Question

A straight wire AB of mass 40 g and length 50 cm is suspended by a pair of flexible leads in uniform magnetic field of magnitude 0.40 T as shown in the figure. The magnitude of the current required in the wire to remove the tension in the supporting leads is (Take g = 10 ms^-2).

Answer 1

Correct Answer: 2

For equilibrium, the magnetic force on the wire must balance its weight: \[ F_{\text{magnetic}} = F_{\text{gravity}}. \] The magnetic force is given by: \[ F_{\text{magnetic}} = I L B, \] where \( I \) is the current, \( L = 50 \, \text{cm} = 0.5 \, \text{m} \) is the length of the wire, and \( B = 0.40 \, \text{T} \) is the magnetic field. The gravitational force is: \[ F_{\text{gravity}} = mg, \] where \( m = 40 \, \text{g} = 0.040 \, \text{kg} \) and \( g = 10 \, \text{m/s}^2 \).

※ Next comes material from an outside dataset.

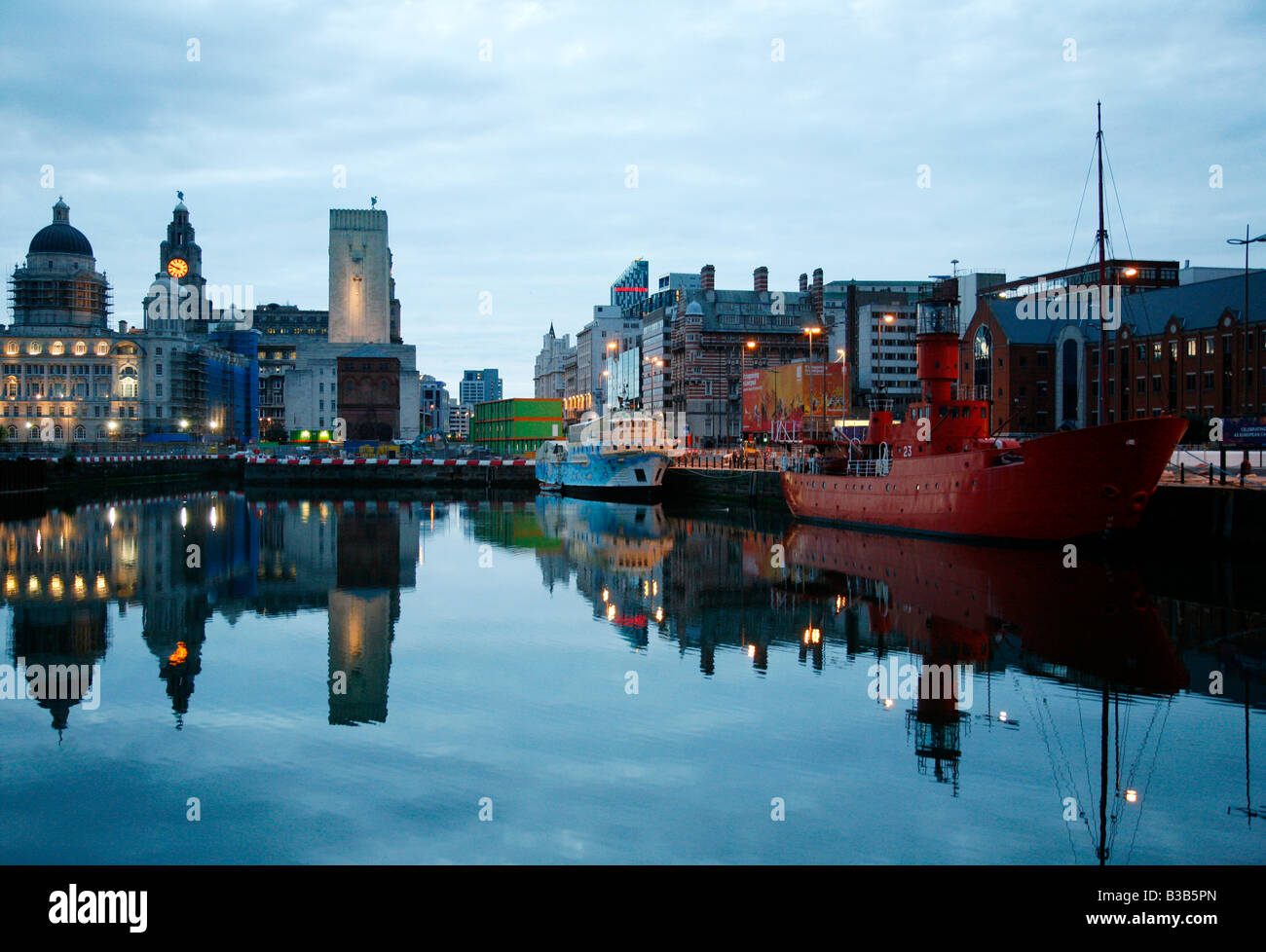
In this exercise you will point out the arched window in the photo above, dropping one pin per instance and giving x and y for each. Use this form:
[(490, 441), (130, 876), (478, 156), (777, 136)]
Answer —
[(983, 346), (1068, 366)]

Equating the forces: \[ I L B = mg. \] Solve for \( I \): \[ I = \frac{mg}{L B}. \] Substitute the values: \[ I = \frac{0.040 \cdot 10}{0.5 \cdot 0.40}. \] Simplify: \[ I = \frac{0.40}{0.2} = 2 \, \text{A}. \] Thus, the required current in the wire is \( \boxed{2 \, \text{A}} \).